Entretanto, há, atualmente, um projeto de lei (PL 6858/2010)[66] proposto pelo ex-secretário de segurança pública e ex-deputado federal Marcelo Itagiba, prevendo a alteração na Lei de Execução Penal para criar uma comissão técnica independente da administração prisional e prevendo a execução da pena do condenado psicopata, estabelecendo a realização de exame criminológico do condenado a pena privativa de liberdade. Este projeto, no momento, aguarda apreciação em plenário desde março de 2010[67].

Outro projeto de lei[68], instituído pelo deputado federal Carlos Lapa, prevê a criação de uma “medida de segurança social perpétua para psicopatas considerados incorrigíveis, que cometem assassinato em série”. Em suas razões do projeto, afirma que tais sujeitos são de uma espécie híbrida, já que são acometidos de um mal incurável, incorrigível e que seriam altamente perversos em suas ações criminosas, possuindo uma inteligência acima do normal, não podendo ser considerados normais, mas também não são tecnicamente loucos[69].

O Projeto de Lei n. 140 de 2010, escrito por Romeu Tuma, ex-senador, foi tramitado no Senado Federal, transcreve trecho da justificativa do projeto: “Não há por parte do assassino em série nenhum senso de compaixão ou misericórdia pelas vítimas e ele, em liberdade, continuará a matar de maneira sórdida. Daí a necessidade de se adotar medidas extremas contra esses indivíduos. As ações criminosas do assassino em série são repugnantes, imundas, nojentas e causam na sociedade brasileira um sentimento de imensa aversão e revolta, daí a necessidade de uma lei bastante rigorosa para esse tipo de assassino.[70].

Ainda assim, o Supremo Tribunal Federal já se manifestou pelo indeferimento de Livramento Condicional a indivíduo acometido por psicopatia, por entender que ele não está apto ao convício social: “Livramento condicional. Traços de personalidade psicopática que não recomendam a liberação antecipada do condenado. Indeferimento do benefício pelo acórdão impugnado. HC indeferido pelo STF” no HC 66437 (BRASIL, 1988)[71].
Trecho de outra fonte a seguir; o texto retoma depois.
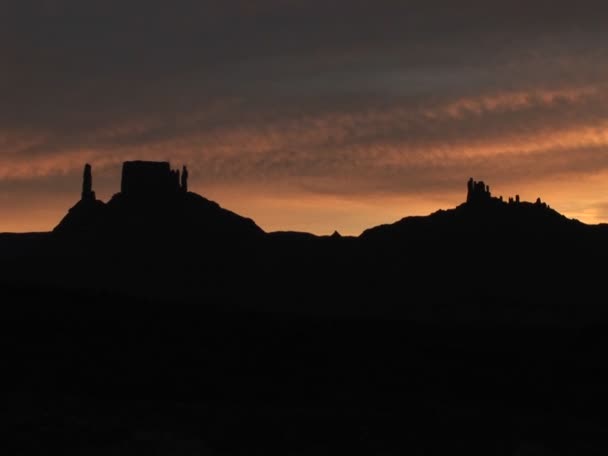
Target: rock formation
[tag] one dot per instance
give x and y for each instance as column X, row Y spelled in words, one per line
column 151, row 179
column 184, row 186
column 477, row 191
column 87, row 184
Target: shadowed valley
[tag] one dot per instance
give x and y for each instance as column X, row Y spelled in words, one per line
column 161, row 323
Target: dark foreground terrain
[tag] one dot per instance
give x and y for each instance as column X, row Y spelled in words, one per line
column 170, row 326
column 108, row 375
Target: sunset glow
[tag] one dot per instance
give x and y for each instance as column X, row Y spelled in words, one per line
column 304, row 119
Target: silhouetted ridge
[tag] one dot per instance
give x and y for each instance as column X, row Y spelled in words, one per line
column 153, row 201
column 482, row 215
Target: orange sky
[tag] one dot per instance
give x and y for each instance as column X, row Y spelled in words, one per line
column 306, row 118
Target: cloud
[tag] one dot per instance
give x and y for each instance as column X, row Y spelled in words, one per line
column 339, row 99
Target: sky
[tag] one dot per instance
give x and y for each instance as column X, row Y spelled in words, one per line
column 306, row 115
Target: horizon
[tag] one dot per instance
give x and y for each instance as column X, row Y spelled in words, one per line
column 88, row 174
column 304, row 117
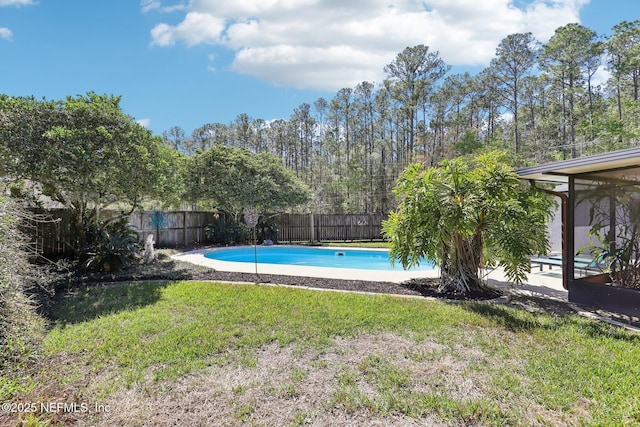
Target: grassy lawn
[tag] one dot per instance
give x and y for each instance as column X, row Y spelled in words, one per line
column 196, row 353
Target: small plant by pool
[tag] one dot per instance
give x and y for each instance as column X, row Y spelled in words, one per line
column 364, row 259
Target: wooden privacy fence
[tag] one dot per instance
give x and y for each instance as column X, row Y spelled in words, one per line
column 171, row 229
column 329, row 227
column 185, row 229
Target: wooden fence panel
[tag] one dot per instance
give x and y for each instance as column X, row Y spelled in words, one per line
column 329, row 227
column 185, row 229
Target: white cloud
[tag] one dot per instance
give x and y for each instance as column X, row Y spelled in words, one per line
column 196, row 28
column 331, row 44
column 149, row 5
column 144, row 122
column 5, row 33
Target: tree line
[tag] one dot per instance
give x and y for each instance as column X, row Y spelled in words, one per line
column 542, row 102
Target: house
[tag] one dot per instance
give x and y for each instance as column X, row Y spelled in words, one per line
column 600, row 199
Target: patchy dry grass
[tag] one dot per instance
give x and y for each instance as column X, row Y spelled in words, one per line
column 191, row 353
Cumpre ressaltar, por consequência de tal ausência legislativa, que a questão do psicopata é claramente um caso difícil do direito. Não há nenhuma lei penal brasileira que amolde a hipótese de crime cometido por psicopata, evidenciando uma lacuna normativa que influencia nos julgamentos feitos pelos juízes[72]. Tal inconstância do Judiciário remete, ainda, a um problema da execução da pena ou medida de segurança. Colocar um psicopata junto com outros condenados em uma prisão comum não seria o mais correto. Sua habilidade de persuadir os carcereiros e de liderar rebeliões e fugas é consequência das características inerentes à psicopatia. Ademais, seu comportamento exemplar e fingimento de arrependimento levariam aos psicólogos e psiquiatras responsáveis em realizar exames importantes, por exemplo, para progressão de regime e livramento condicional, a darem resultados positivos e permissivos à concessão de tais benefícios, reinserindo tais indivíduos na sociedade[73].

Outra dificuldade latente encontra- se na falta de capacitação profissional de peritos psiquiatras capazes de qualificar um indivíduo como psicopata. Aplicar uma medida de segurança em Hospitais de Tratamento e Custódia ou tratamento ambulatorial comum também não parece ser a medida mais efetiva. Conforme já pudemos perceber, os psicopatas não são doentes mentais e não padecem de sintomas similares àqueles esquizofrênicos ou dementes. Interná-los nestes hospitais juntos com outros indivíduos que realmente têm enfermidade mental não parece, de forma alguma, ser um tratamento efetivo[74].

Do exposto, podemos concluir que a avaliação é essencial para a sociedade brasileira, tendo a concepção de que a reincidência dos psicopatas é preocupantemente alta, o que acaba aumentando o risco social, ademais quando os psicopatas são responsáveis pelos mais bárbaros e violentos dos crimes praticados[75].